Do any lakes fall into this specifically? it seems obscure.


----------



## Maxx1

It's been a few years, but when I made my pond (It's large) the DNR wanted to stock it.
I turned them down because then they wanted me to allow public access.

BTW, Welcome Dan.


----------



## Bawbeese

Yes, some lakes are specifically exempted as pointed out in the sentence: The only exceptions are lakes of less than 250 acres with no inlet or outlet where fish have never been planted or were planted without the written consent of the riparian owners, and lakes of less than five acres without inlet or outlet."

Maxx1, Turning down the MDNR on the stocking proposal keeps your pond private and open to fishing only to yourself and those you invite to fish there.


I am at that age when litigation takes the place of sex.
Gore Vidal

e at Michigan-Sportsman.com: Navigability and Tresspass on Streams in Michigan - Page 2 - The Michigan Sportsman Forums http://www.michigan-sportsman.com/forum/showthread.php?t=339805&page=2#ixzz1IAHN6maA


----------



## Steelman

Thank you for doing the research. We will definitely lse our rights if we don't know what they are or fail to assert them.


----------



## flytiedan

Now what about lakes that were once connected to a stream, now completely damed off and dried up. 


_OutdoorHub Mobile, the information engine of the outdoors_


----------



## Bawbeese

Well, that depends on whether the lake is dried up or the stream is dried up. Your question is unclear so I'm assuming it's the stream.

If the lake is surrounded by private property your only way in would be by the dried up stream bed, entering that way would be for a court to decide.

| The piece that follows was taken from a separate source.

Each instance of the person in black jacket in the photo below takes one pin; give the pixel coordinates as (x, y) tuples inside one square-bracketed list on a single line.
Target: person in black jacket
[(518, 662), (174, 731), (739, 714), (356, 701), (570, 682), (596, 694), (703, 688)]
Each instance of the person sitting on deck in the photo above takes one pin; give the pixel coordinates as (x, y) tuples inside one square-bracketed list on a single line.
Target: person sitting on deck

But, think positive. If the stream or lake was ever stocked by the state with the permission of the reparian owners, they are not allowed to fish that body of water if they refuse permission for the general public to fish it. The only exceptions are those stated in an earlier post.


----------



## bborow2501

note streams between lake superior, pine lake and Ives lake as well as the Salmon- trout river make the list
I think I might have to go exploring huron mountain club and spend a night floating around ives lake :lol:


----------



## Jones

Bawbeese said:


> Well, that depends on whether the lake is dried up or the stream is dried up. Your question is unclear so I'm assuming it's the stream.
> 
> If the lake is surrounded by private property your only way in would be by the dried up stream bed, entering that way would be for a court to decide.
> 
> But, think positive. If the stream or lake was ever stocked by the state with the permission of the reparian owners, they are not allowed to fish that body of water if they refuse permission for the general public to fish it. The only exceptions are those stated in an earlier post.

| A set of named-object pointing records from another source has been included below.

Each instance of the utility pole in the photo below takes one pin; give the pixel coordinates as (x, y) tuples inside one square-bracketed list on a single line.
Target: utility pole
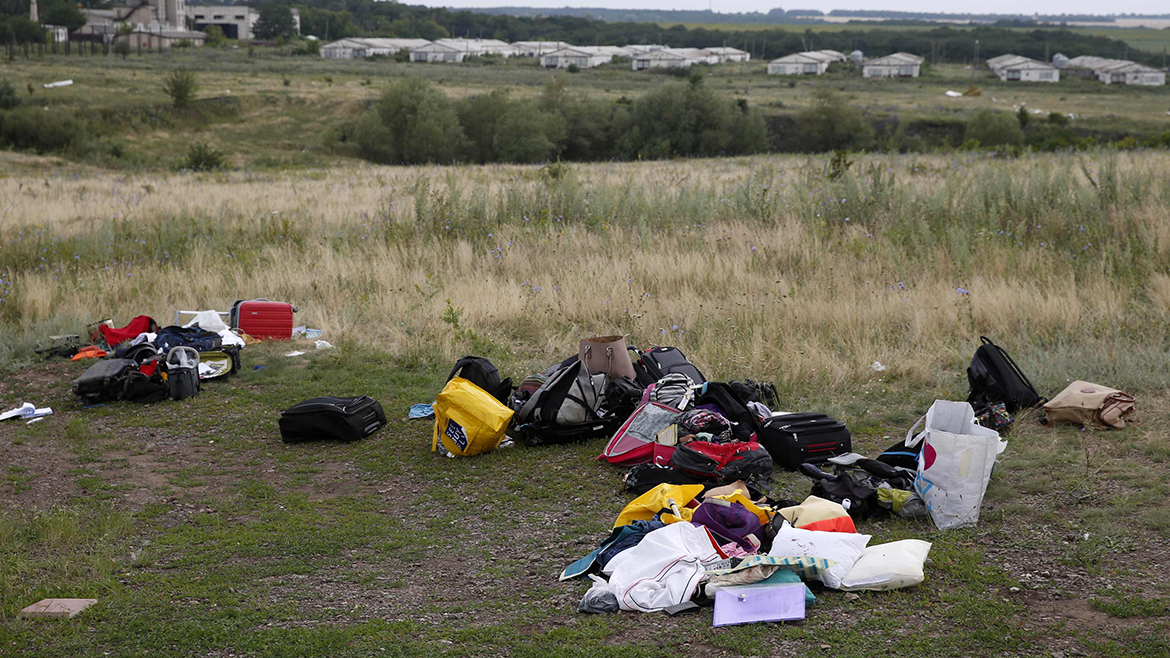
[(976, 59)]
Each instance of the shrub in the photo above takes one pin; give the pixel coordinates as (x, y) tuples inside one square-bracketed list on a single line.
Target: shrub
[(33, 129), (413, 122), (688, 120), (480, 116), (832, 125), (204, 157), (1021, 116), (181, 86), (527, 134), (8, 96), (990, 128)]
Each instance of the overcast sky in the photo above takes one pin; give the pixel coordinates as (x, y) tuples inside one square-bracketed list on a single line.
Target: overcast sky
[(954, 6)]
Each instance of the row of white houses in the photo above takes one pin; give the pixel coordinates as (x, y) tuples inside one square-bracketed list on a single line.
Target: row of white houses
[(1112, 72), (816, 62), (552, 54)]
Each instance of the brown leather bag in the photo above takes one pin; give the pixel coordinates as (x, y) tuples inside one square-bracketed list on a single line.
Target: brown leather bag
[(606, 354), (1084, 403)]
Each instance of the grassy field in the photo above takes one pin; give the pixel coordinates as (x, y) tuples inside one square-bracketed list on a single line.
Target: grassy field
[(202, 535), (272, 111)]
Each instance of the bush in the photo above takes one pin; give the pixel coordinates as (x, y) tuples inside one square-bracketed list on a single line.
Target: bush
[(688, 120), (8, 96), (202, 157), (832, 125), (480, 116), (990, 128), (528, 134), (181, 86), (33, 129), (412, 123)]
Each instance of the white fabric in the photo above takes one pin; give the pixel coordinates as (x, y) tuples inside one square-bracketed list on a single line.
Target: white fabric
[(26, 410), (208, 321), (955, 463), (888, 566), (212, 321), (144, 337), (842, 548), (663, 569)]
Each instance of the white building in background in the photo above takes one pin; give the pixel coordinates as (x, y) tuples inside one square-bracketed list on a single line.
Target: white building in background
[(730, 54), (837, 56), (435, 52), (1131, 73), (813, 62), (899, 64), (476, 47), (538, 48), (236, 21), (582, 57), (1010, 68), (661, 59), (697, 55), (357, 48)]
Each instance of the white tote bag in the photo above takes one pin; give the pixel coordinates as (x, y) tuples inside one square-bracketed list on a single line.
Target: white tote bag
[(955, 463)]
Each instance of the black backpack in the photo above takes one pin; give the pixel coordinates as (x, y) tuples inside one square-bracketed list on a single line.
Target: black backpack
[(174, 336), (483, 374), (995, 377)]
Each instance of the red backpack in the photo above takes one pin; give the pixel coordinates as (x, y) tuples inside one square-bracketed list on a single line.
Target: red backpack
[(723, 463)]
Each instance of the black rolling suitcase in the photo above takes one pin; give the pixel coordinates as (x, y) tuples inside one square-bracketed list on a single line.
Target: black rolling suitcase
[(655, 363), (104, 381), (329, 418), (804, 438)]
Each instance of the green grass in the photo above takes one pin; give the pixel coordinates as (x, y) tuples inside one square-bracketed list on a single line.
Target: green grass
[(382, 547)]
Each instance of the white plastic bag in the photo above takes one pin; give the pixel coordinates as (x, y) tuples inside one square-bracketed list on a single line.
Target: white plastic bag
[(888, 566), (955, 463)]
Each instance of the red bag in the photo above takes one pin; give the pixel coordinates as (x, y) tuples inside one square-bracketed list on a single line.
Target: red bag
[(722, 463), (139, 324)]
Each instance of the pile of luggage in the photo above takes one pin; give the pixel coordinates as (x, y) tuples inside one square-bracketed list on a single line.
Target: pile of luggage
[(144, 363), (706, 527)]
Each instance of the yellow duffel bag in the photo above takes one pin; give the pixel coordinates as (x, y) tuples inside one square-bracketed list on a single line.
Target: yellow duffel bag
[(468, 420)]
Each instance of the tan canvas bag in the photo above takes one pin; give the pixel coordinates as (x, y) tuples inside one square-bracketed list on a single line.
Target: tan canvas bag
[(606, 354), (1084, 403)]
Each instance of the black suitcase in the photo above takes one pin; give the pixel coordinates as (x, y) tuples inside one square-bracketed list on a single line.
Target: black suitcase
[(104, 381), (995, 377), (655, 363), (341, 419), (804, 438)]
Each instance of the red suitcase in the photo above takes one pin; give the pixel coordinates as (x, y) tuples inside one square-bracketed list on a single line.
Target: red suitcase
[(262, 319)]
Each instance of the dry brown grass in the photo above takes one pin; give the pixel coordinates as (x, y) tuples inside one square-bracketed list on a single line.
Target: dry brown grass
[(431, 262)]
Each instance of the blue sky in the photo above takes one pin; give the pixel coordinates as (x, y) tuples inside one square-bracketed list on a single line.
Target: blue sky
[(958, 6)]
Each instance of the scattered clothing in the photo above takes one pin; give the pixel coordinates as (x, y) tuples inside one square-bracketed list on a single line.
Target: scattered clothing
[(420, 411)]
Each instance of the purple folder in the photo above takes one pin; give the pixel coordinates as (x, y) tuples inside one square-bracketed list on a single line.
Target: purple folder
[(745, 604)]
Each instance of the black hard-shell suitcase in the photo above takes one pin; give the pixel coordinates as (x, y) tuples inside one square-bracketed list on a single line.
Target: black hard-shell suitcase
[(341, 419), (104, 381), (655, 363), (995, 377), (804, 438)]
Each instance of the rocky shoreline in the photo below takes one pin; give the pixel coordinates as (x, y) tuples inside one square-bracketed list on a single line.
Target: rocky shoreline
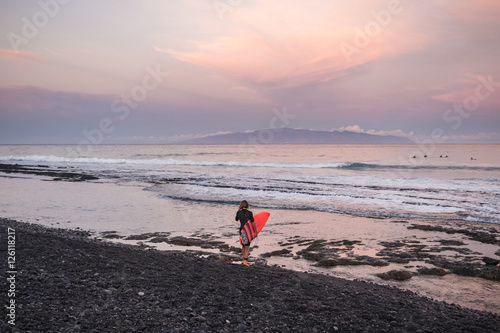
[(68, 282)]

Great read Bawbeese. Thanks for putting in the time and effort to research this topic in depth. I've had quite a few questions over the years regarding the right of people to fish in "public" streams, but never found a comprehensive answer. 

Somehow I think that if the original legislators were around to see how the laws they created have been interpreted today, things would be much different, and the many of the ambiguities regarding riparian rights and the rights of fisherman would be resolved.

Now, I just have to print this off and take it wherever I go trout fishing!


----------



## fowl

"I am at that age when litigation takes the place of sex".
Wow bawbeese, hope I don't make it to that age. Anyway.....

Waterfront tends to bring out the worst in people. Like they say, instant A-hole, just add water. 

People with waterfront think they own the water. Add to that all of the misunderstanding that surrounds riparian rights vs public trust, etc. and sh&@ gets ugly. Ugh.


----------